Iniciante na Câmara, o deputado federal André Fufuca (PP-MA) também é candidato à reeleição e tentará o segundo mandato na Casa. Mais conhecido como Fufuquinha, o deputado de 28 anos, é filho do medebista Fufuca Dantas, atual prefeito de Alto Alegre do Pindaré, no oeste maranhense.

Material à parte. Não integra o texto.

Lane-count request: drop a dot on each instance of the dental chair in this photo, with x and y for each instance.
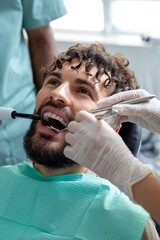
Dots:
(131, 135)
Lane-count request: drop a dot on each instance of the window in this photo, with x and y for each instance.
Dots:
(135, 16)
(122, 20)
(83, 15)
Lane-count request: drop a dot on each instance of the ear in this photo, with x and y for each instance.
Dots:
(117, 130)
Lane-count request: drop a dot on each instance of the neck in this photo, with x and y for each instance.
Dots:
(48, 172)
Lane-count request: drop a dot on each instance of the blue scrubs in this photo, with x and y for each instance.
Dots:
(17, 89)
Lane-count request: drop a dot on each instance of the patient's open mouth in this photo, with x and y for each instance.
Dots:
(53, 121)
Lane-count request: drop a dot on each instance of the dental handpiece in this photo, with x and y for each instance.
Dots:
(10, 113)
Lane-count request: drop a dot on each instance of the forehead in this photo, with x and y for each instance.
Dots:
(69, 73)
(82, 71)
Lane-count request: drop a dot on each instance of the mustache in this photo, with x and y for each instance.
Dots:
(57, 105)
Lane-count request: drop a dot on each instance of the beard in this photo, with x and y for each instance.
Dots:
(38, 146)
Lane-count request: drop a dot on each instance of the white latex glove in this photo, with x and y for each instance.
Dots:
(95, 145)
(146, 114)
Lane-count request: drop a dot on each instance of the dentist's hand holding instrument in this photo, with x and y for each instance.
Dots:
(95, 145)
(146, 114)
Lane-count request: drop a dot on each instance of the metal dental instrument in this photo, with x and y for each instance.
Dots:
(10, 113)
(109, 111)
(131, 101)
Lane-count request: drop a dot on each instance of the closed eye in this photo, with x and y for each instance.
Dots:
(85, 91)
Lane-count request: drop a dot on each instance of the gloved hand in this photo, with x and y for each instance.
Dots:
(146, 114)
(95, 145)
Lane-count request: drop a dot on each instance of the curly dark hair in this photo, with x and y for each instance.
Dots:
(96, 55)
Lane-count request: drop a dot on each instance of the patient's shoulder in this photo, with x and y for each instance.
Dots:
(150, 231)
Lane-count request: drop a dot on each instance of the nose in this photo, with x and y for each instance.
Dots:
(61, 94)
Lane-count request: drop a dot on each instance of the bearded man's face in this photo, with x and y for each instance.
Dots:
(64, 93)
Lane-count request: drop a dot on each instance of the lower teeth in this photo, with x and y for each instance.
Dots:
(58, 130)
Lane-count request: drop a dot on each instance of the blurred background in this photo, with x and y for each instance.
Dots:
(131, 27)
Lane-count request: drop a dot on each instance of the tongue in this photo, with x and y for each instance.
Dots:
(55, 123)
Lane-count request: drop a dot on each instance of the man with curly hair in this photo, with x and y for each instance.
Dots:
(53, 197)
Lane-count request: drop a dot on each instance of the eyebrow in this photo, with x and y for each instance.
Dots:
(82, 81)
(56, 74)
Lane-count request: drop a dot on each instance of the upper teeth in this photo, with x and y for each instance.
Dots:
(54, 116)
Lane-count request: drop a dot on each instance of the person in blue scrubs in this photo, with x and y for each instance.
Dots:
(53, 197)
(20, 74)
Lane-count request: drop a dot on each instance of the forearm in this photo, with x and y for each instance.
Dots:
(147, 193)
(42, 49)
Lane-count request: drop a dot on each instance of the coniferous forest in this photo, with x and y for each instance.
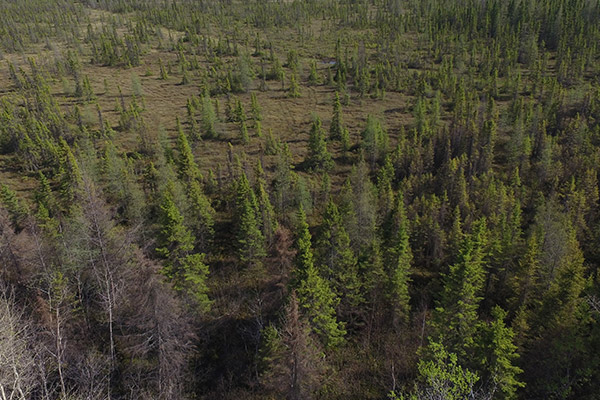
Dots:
(307, 199)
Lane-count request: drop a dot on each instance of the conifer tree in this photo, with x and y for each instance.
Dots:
(188, 169)
(202, 214)
(265, 208)
(456, 318)
(208, 117)
(337, 261)
(315, 297)
(244, 138)
(174, 239)
(399, 269)
(250, 239)
(294, 90)
(500, 355)
(336, 128)
(318, 156)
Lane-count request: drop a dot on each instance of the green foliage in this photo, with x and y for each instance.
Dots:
(374, 140)
(318, 157)
(456, 318)
(250, 239)
(442, 377)
(500, 357)
(188, 169)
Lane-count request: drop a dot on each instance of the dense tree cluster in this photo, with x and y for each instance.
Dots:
(443, 244)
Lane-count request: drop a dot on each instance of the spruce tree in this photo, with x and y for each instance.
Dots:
(456, 318)
(315, 297)
(318, 157)
(250, 239)
(400, 267)
(337, 261)
(188, 169)
(500, 355)
(336, 128)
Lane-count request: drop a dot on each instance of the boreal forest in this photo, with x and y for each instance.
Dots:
(299, 199)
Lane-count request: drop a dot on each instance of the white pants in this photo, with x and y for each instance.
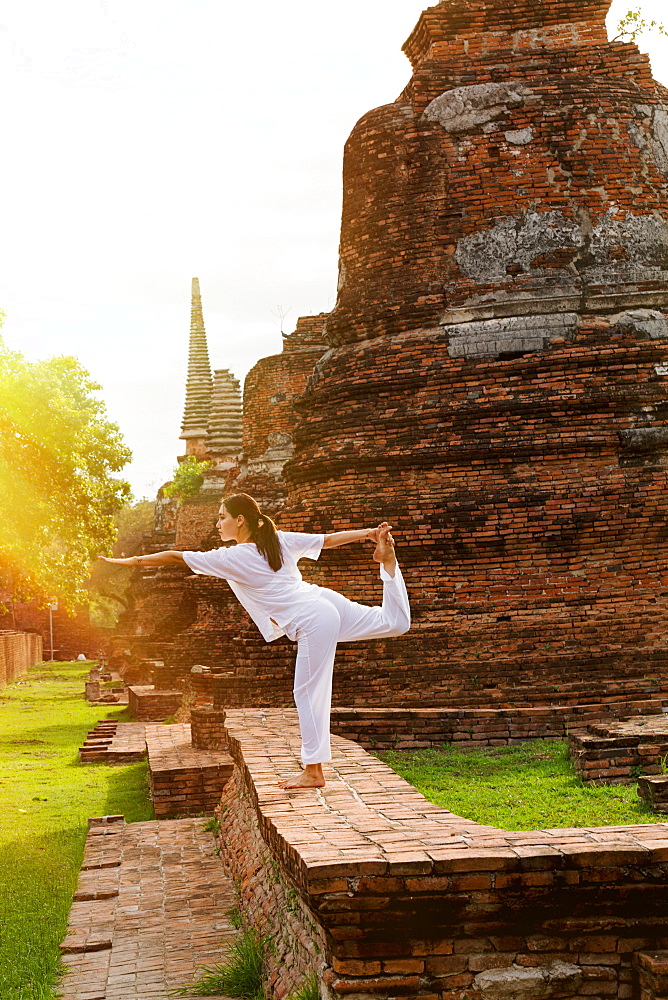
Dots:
(317, 629)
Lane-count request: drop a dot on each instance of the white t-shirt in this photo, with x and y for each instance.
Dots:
(271, 598)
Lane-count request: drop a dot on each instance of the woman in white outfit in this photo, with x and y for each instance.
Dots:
(262, 571)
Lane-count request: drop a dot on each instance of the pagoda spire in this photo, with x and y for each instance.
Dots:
(225, 420)
(199, 384)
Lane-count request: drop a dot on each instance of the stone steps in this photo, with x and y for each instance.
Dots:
(150, 908)
(184, 781)
(114, 743)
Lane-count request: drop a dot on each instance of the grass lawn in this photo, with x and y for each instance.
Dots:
(46, 797)
(528, 786)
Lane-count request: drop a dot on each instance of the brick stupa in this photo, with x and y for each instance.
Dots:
(497, 386)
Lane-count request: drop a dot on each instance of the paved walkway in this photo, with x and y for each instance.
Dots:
(150, 908)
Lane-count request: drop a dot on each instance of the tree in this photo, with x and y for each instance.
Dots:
(58, 494)
(634, 24)
(109, 584)
(187, 479)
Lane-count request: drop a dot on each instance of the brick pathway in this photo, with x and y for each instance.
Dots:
(184, 781)
(150, 908)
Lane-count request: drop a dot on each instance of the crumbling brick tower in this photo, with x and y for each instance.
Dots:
(497, 384)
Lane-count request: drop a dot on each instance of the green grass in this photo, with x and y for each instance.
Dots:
(241, 975)
(529, 786)
(309, 989)
(46, 797)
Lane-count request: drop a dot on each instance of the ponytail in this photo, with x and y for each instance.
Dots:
(263, 530)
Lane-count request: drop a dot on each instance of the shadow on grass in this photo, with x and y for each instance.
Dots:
(530, 786)
(37, 878)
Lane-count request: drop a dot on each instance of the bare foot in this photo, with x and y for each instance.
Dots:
(384, 551)
(311, 777)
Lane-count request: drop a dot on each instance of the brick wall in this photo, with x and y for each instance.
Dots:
(497, 384)
(382, 893)
(72, 634)
(18, 652)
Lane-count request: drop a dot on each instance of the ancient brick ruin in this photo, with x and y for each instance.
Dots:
(495, 385)
(493, 381)
(18, 652)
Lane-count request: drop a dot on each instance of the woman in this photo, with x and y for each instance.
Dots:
(262, 571)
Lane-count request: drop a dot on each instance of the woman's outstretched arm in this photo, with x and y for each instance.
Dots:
(167, 558)
(337, 538)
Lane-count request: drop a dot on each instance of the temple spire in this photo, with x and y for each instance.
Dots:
(224, 432)
(199, 384)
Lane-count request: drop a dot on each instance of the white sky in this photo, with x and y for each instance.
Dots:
(149, 141)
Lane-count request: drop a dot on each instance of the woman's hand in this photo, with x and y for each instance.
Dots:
(373, 532)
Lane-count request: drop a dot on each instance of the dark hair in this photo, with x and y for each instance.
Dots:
(262, 528)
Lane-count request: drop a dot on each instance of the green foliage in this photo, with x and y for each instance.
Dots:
(308, 989)
(45, 801)
(529, 786)
(57, 492)
(240, 976)
(188, 478)
(109, 584)
(634, 24)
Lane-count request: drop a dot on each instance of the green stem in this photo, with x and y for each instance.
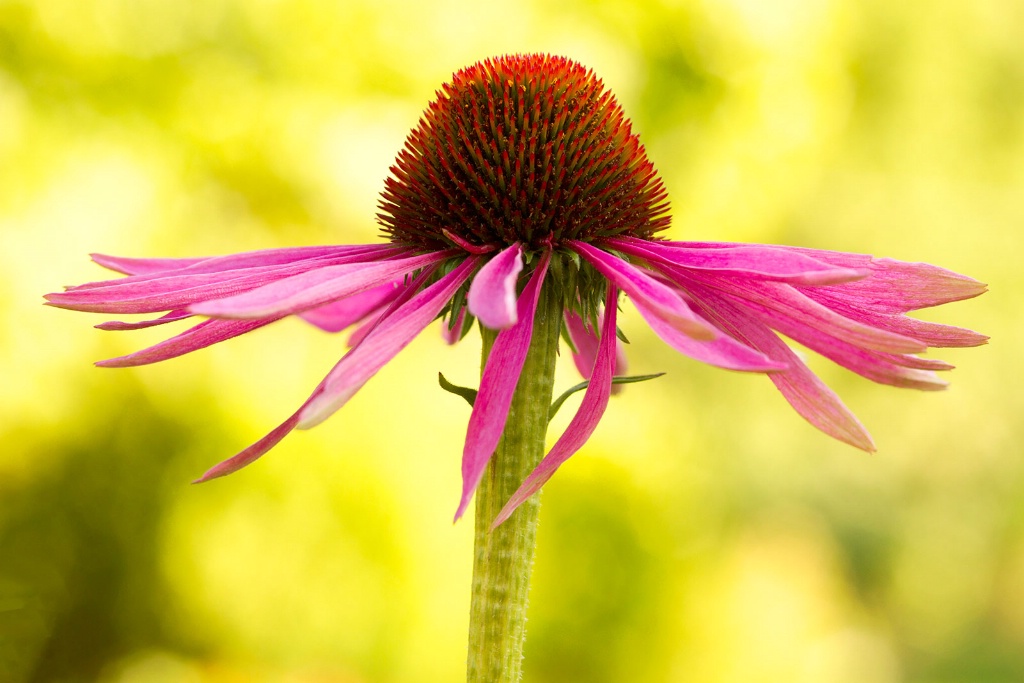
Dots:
(504, 557)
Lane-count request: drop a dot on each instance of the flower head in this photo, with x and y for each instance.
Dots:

Em 2017, o deputado comandou a presidência da Câmara dos Deputados por sete dias quando o presidente Michel Temer viajou para a China. Na ocasião, o presidente da Câmara, Rodrigo Maia (DEM-RJ), exerceu a presidência da República interinamente.

Histórico

Segundo o levantamento, considerando as últimas sete eleições gerais, foi registrada a média de 408 deputados que tentaram a reeleição. O maior índice é de 1998, quando 443 deputados tentaram a reeleição. Desses, 228 foram reeleitos – o correspondente a 65,01%. Nas eleições de 2014, 387 deputados disputaram o retorno à Câmara, sendo que 273 voltaram ao posto, representando um índice de 70,54% de reeleição.

Para Antônio Augusto de Queiroz, o cenário de renovação pode ser alterado caso a campanha pela não reeleição de candidatos tenha adesão no país.

“Apenas se pegar campanha ‘Não reeleja ninguém’, o cenário pode mudar para renovação. Já que o candidato não pode contratar espaço na televisão e tem limite de gastos na campanha, R$ 2,5 milhões (teto para deputados federais) não é suficiente para fazer uma campanha e se tornar conhecido em 45 dias. Fora disso, vai ter um caso ou outro em situações que o político já era conhecido e está voltando, aqueles que ocupavam cargo no Executivo e celebridades”, prevê.